第48章 満たされぬ心
「母上、ただいま〜!」
満面の笑みを浮かべて走り寄ってくる結華をぎゅっと抱き締める。
我知らず強く力を入れていたのだろうか、腕の中で窮屈そうに身動ぐ結華。
「うぅ…んっ…母上?苦しいです…」
戸惑うような結華の声に、慌てて身体を離す。
「っ…あ…ごめんなさい…お帰り」
「朱里、戻ったぞ……どうかしたか?顔色が悪いな」
結華の後に続いて部屋に入ってきた信長様は、私の様子に目ざとく気付いて声をかけてくれる。

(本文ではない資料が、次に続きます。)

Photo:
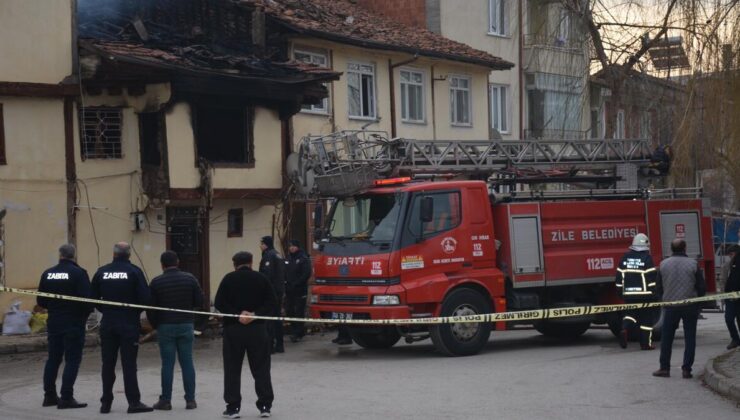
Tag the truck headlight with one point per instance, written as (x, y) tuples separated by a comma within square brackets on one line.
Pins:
[(386, 300)]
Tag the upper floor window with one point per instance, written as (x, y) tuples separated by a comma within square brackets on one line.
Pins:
[(361, 90), (499, 110), (224, 135), (460, 102), (319, 59), (497, 17), (102, 132), (412, 96)]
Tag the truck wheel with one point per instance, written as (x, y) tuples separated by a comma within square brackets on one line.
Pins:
[(374, 339), (462, 339), (562, 329)]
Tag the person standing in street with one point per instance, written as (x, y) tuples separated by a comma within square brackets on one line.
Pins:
[(732, 306), (273, 266), (246, 292), (120, 281), (296, 288), (679, 278), (175, 333), (65, 326), (636, 283)]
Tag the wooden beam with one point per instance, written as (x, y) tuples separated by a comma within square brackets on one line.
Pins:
[(37, 89)]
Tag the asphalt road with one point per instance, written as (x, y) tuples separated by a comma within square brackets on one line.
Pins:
[(520, 375)]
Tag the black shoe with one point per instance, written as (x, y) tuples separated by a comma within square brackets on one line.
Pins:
[(231, 413), (105, 408), (162, 405), (138, 407), (50, 400), (70, 403), (623, 339)]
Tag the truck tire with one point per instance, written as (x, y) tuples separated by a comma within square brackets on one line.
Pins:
[(462, 339), (562, 329), (386, 338)]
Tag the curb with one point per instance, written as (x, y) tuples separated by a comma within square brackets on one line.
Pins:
[(719, 382)]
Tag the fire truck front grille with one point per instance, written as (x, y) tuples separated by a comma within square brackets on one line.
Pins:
[(344, 298)]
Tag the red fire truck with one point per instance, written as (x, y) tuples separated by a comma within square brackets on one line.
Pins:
[(403, 248)]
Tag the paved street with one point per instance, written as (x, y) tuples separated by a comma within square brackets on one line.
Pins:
[(520, 375)]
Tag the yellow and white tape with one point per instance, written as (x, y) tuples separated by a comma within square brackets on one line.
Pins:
[(527, 315)]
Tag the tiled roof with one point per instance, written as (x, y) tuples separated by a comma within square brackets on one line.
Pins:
[(346, 22)]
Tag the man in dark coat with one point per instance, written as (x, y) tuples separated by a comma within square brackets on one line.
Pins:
[(65, 326), (298, 267), (272, 265)]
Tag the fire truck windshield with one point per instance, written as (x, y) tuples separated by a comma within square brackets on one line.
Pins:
[(371, 217)]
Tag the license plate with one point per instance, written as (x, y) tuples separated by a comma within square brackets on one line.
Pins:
[(341, 315)]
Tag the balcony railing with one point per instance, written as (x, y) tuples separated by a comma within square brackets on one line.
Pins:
[(553, 134), (553, 41)]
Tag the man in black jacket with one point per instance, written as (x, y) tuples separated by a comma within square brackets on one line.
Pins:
[(272, 265), (178, 290), (65, 326), (298, 268), (246, 292), (120, 281), (732, 306)]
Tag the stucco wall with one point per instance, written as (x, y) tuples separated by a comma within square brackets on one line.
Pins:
[(36, 45)]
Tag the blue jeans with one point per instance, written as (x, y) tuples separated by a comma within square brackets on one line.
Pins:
[(176, 339), (65, 343), (732, 317), (689, 315)]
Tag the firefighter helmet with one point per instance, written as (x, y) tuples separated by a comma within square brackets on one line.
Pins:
[(640, 242)]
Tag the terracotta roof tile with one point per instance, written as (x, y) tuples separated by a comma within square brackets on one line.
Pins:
[(344, 21)]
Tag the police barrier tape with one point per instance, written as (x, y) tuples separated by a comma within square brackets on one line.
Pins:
[(528, 315)]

いつもは嬉しいそんな気遣いも、今日は胸が痛くて苦しい。
「お帰りなさいませ。今日は私もゆっくりさせていただきました。顔色悪いですか??さっきまでお昼寝してて…寝起きだからかしら…ふふふ」
「………そうか?大事ないならいいが…」
少し探るような信長様の視線を避けるように背を向け、結華の方へ行こうとすると、
「……朱里」
「えっ?あっ…」
後ろから腕を引かれ、よろめいたところを抱き竦められる。
ふわりと伽羅の香の香りに包まれる。
私を安心させてくれる、信長様の香り
「ゃ…信長様、だめ…結華が…」
「構わん…少しだけ、このままで」
信長様に触れられたところから、じんわりと熱が広がっていく。
血の気が引いて冷たくなっていた身体が、徐々に暖まっていく気がして、乱れていた心も少し落ち着いてきた。
「信長さま…」
信長様の暖かくて大きな手が、私の頬を優しく包む。
慈愛に満ちた優しげな眼差しが、私の心までも捉える。
(このままずっと、この暖かな腕の中にいたい…)
「ああ〜母上っ、ずる〜いっ!父上っ、結華も、ぎゅーして?」
「っ…ふっ…」
「ふっ…ふふふ」
二人して顔を見合わせて笑い合う。
「結華、来いっ!」
駆け寄ってきた結華を胸のうちに引き入れて、私ごと、ぎゅっと強く抱き締める信長様。
その力強い腕の中で全てを委ねていると、抑えていた悲しみが少しずつ癒されていくようで…涙が滲みそうになる目元を信長様に見られないように、その胸にそっと顔を埋めた。